I live in the Midwest and my friends are good people and I value them. They are conservative and most are Christians and somehow, we argue over unions as if union members aren’t patriotic Americans, too, and besides, what is to be gained by condemning workers in a country of workers. And we disagree on the poor? Social Safety Nets may not be working as well as they could (But how would we know if these Safety Nets are working? It is not as if some brave politician will stand up and precisely define what a win looks like in the freest, richest country in the history of history—and seriously, doesn’t free-form Capitalism deserve the bulk of the blame with its all-encompassing goal of creating winning humans and losing humans).

And discussions on life and death with my conservative friends, life at the very beginning and the very end, and guns and gods…forget about it. But unlike politicians and the media, we are friends so we work around the discomfort and the dislike for the greater good.

My friends are the current version of the salt of the earth and all of us abide by family values above all, even if we can’t agree on them. Good people like us accept a society where too many of our children are handled by strangers during the critical formative years.

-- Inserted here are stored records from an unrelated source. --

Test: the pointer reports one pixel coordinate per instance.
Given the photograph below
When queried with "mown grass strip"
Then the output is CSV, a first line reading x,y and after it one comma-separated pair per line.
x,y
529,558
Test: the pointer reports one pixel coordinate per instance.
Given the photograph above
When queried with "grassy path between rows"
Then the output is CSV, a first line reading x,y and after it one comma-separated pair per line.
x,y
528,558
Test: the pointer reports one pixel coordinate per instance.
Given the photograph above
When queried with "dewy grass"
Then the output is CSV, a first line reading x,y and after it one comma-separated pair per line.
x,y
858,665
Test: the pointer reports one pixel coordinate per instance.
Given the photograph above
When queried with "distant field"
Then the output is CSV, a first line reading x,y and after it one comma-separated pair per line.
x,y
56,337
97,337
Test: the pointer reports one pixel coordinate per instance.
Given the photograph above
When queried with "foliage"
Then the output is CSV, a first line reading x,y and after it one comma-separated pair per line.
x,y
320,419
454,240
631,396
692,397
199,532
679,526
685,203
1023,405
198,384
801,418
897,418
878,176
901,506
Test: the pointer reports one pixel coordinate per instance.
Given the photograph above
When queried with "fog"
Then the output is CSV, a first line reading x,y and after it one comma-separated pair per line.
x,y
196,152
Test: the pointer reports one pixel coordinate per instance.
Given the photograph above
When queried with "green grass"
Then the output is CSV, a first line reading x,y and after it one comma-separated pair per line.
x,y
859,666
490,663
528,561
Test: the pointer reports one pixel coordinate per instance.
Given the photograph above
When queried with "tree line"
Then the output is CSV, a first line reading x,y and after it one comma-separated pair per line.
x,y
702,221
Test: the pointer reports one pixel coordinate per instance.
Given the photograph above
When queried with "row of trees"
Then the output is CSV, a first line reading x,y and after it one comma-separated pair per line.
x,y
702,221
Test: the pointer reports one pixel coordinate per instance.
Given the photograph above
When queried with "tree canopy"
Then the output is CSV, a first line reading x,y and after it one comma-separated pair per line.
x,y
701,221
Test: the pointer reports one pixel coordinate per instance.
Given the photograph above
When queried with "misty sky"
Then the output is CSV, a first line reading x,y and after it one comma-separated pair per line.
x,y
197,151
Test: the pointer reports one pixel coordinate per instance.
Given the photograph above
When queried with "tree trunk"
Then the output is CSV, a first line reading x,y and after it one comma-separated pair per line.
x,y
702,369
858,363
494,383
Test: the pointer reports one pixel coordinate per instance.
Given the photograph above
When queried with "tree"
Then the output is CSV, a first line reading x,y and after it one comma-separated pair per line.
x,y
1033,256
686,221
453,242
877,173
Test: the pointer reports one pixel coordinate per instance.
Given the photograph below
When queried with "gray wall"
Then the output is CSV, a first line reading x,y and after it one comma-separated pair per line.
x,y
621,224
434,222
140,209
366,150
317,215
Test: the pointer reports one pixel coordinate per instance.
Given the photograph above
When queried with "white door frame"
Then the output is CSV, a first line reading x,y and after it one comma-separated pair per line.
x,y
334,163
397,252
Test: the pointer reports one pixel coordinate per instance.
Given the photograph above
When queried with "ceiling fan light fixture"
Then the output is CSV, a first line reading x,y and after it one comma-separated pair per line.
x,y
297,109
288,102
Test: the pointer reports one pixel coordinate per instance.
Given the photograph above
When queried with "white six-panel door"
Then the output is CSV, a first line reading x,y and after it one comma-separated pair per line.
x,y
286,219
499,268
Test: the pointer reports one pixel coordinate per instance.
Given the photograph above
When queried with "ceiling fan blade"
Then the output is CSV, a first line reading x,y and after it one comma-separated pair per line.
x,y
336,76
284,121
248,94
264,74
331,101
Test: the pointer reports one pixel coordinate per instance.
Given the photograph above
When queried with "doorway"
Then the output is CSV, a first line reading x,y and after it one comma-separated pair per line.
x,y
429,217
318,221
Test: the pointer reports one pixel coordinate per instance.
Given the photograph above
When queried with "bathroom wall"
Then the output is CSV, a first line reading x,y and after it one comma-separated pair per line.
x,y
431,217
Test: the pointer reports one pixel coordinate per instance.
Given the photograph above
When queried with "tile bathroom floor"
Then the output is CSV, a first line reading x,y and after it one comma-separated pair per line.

And in the twilight years too many parents and grandparents are handled by strangers until their money runs out, like sand in an hourglass, their lives extended only so far as Government security or private insurance will grant.

And when Americans finally expire after insufferable pain and embarrassment and to the sighs of sad but relieved loved ones, it reveals the immaturity of the vast majority of the American people who won’t resolve; once and for all, when God’s reason ends life and so they leave that to for-profit resolution. Can’t it just be in the fading twinkle of an ancient woman’s eyes?

But all of this pales to the legacy of GREED! Greed, that race for wealth that is ingrained in us all from television at a too early age that drives us to become economically viable so that with something extra in our paychecks at the end of the week, we can indulge ourselves with gifts, with palliatives, to relieve the pain and discomfort that we feel for doing what we must do to earn what wealth we cab. Greed is the satisfying of artificial and constant cravings.

And those who are considered the best of us, majority stockholders, officers of corporations, politicians, and celebrities all at the top of their respective food chains, they earn their way into the 1% and possessing this true wealth, they gift themselves truly extraordinary palliatives in order to compensate for something deeply unsatisfying within that was once more human, what they lost in the dog-eat-dog world that we all live in.

This is the world that we pass on to our children and our grandchildren. This world is what will own them someday like it owns us today. They are truly greed’s legacy. That too is the basis for my cautionary tale of America’s future, The Joad Cycle.

But I still idealize my youth. I remember what it felt like when I was a boy and so I wrote a grand love story, too.